Results and Discussion

In order to capture the breadth of the population of phylogroup A E. coli in mastitis, we confirmed the position of sixty-two newly sequenced E. coli MPEC, isolated from several countries, into phylogroup A. Four previously published MPEC genome sequences from NCBI (P4, 1303, ECC-Z, D6-117_07.11) also originate within phylogroup A, and these were included in our analyses. Figure 1 shows the positioning of the final panel of these sixty-six phylogroup A MPEC genome sequences within the population structure of E. coli. The general structure of the tree shown in Fig. 1 is highly similar to phylogenetic analyses conducted elsewhere29, and reflects the monophyly of the seven recognised E. coli phylogroups: A (blue), B1 (green), B2 (red), C (magenta), D (brown), E (cyan) and F (purple). Shigella (gold) are known to be of polyphyletic origin5,6 and for clarity of presentation Shigella embedded within other phylogroups are not individually coloured.

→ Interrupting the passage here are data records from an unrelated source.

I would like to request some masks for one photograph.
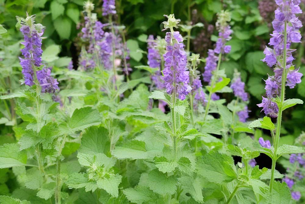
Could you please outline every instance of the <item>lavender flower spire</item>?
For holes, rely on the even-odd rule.
[[[115,0],[103,0],[103,16],[115,14]]]
[[[57,80],[50,76],[51,70],[43,68],[37,71],[37,68],[42,65],[41,37],[45,27],[40,24],[34,23],[35,15],[29,16],[27,14],[27,17],[25,19],[17,17],[22,25],[20,31],[23,35],[25,41],[21,43],[24,48],[21,50],[24,58],[19,57],[24,83],[30,86],[35,83],[37,86],[39,84],[42,92],[54,93],[59,88]]]
[[[208,82],[212,88],[214,87],[215,83],[219,79],[217,72],[220,66],[222,55],[223,54],[229,53],[231,50],[231,46],[225,45],[225,44],[231,39],[230,35],[232,32],[228,23],[231,20],[230,13],[227,11],[222,10],[217,13],[217,16],[218,18],[216,25],[219,32],[218,38],[215,49],[214,50],[209,50],[208,56],[206,59],[204,72],[203,74],[203,80]],[[218,57],[216,56],[215,54],[218,54]],[[212,74],[213,72],[215,73],[214,75]],[[211,79],[212,79],[212,80]],[[204,121],[205,120],[208,113],[211,99],[213,99],[214,100],[214,99],[218,99],[219,97],[219,96],[215,93],[212,93],[211,91],[210,92],[203,117]]]
[[[168,20],[163,22],[164,28],[170,28],[170,32],[167,32],[165,36],[167,46],[166,53],[163,55],[165,64],[163,80],[167,93],[173,94],[175,97],[178,95],[179,99],[183,100],[192,88],[188,85],[187,56],[182,42],[183,39],[178,32],[174,31],[173,28],[177,27],[180,20],[175,18],[173,14],[165,16]]]
[[[278,117],[279,110],[272,99],[280,96],[282,88],[285,89],[282,87],[282,84],[292,88],[301,82],[303,76],[298,72],[299,69],[295,69],[292,64],[294,59],[292,53],[294,50],[289,49],[292,43],[301,42],[301,35],[298,29],[302,25],[296,16],[302,13],[299,5],[300,1],[277,0],[275,2],[278,8],[272,22],[274,30],[271,34],[272,37],[268,43],[273,46],[273,49],[266,46],[264,50],[265,57],[262,60],[270,67],[274,66],[274,75],[269,76],[265,81],[267,97],[263,97],[262,103],[257,105],[263,108],[262,111],[265,114],[273,117]],[[286,78],[282,79],[283,76]]]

Figure 1: Position of 66 mastitis-associated E. coli isolates within phylogroup A.
figure 1

A maximum likelihood tree constructed from the concatenated sequence of 159 core E. coli genes elaborates the known population structure of E. coli. Using this tree, we positioned the 66 MPEC isolate within phylogroup A (grey bars). Branches are coloured according to phylogroup: (A) blue; (B1), green; (B2), red; (C) magenta; (D) brown; (E) cyan; F purple; Shigella; gold. Shigella genomes which fall into other phylogroups are not coloured.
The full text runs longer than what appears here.